Initializer expression on for-in syntax subject
Brendan Eich
brendan at mozilla.org
Fri Mar 14 22:20:22 PDT 2014
Peter van der Zee wrote:
>
> Which browsers currently don't accept this construct? I wasn't even
> aware that JSC didn't support it at some point.
>
Did anyone say JSC lacked support? I think KJS followed ES3, and this
was in the ES1 grammar, so I doubt it was never supported.
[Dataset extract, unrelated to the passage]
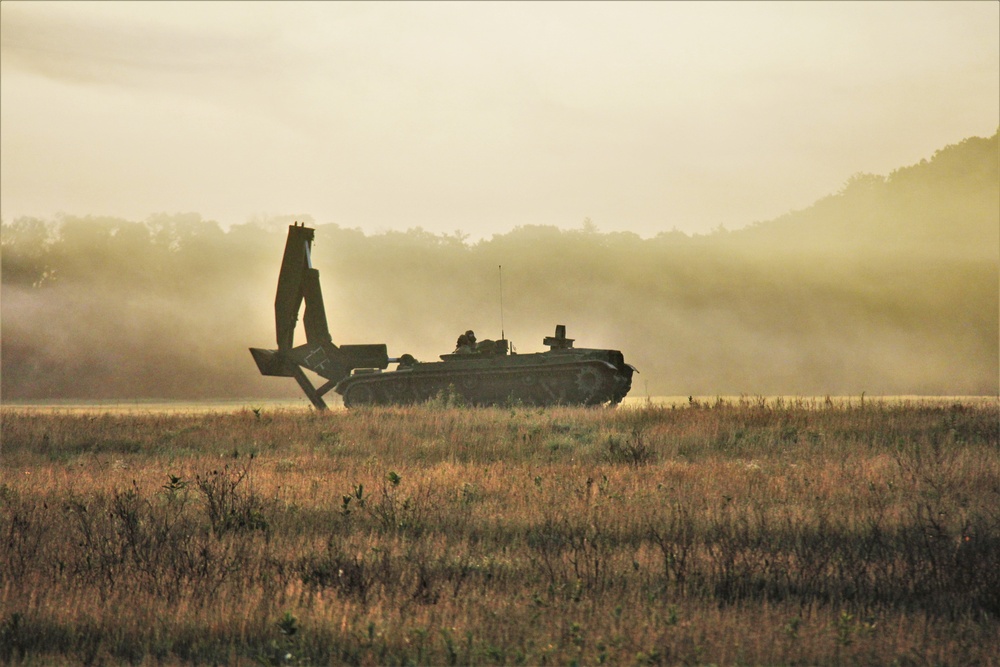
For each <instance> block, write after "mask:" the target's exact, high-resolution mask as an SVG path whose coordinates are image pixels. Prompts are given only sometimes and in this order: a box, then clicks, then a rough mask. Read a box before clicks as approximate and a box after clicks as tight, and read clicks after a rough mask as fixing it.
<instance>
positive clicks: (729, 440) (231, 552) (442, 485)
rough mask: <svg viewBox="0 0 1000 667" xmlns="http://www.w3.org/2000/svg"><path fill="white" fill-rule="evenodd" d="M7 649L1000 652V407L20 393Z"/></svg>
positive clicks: (12, 482) (175, 655)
> Minifiers might rely on this construct. And perhaps some js1k entries,
> if that matters anything.
>
Extremely doubtful. It doesn't save anything. A minifier cannot count on
the loop iterating 0 times.
> Why is there a desire for banishment anyways? Only lack of consistency
> compared to not using the var keyword,
>
This is only about the 'var' case. The initialiser in 'for (var x = y in
z)' is due only to reuse of the wrong grammar nonterminal in ES1, based
on JScript de-facto non-standard behavior. It is a wart and a pain to
implement. We don't expect it to be hard to remove, unlike other warts,
but we'll find out.
> or was there a bigger problem with this? The thread comes out of the
> blue to me so I probably missed a prior discussion :)
>
ES6 revised the old grammar dating from ES1, breaking for(var x = y in
z). That was intentional and discussed in past meetings and threads.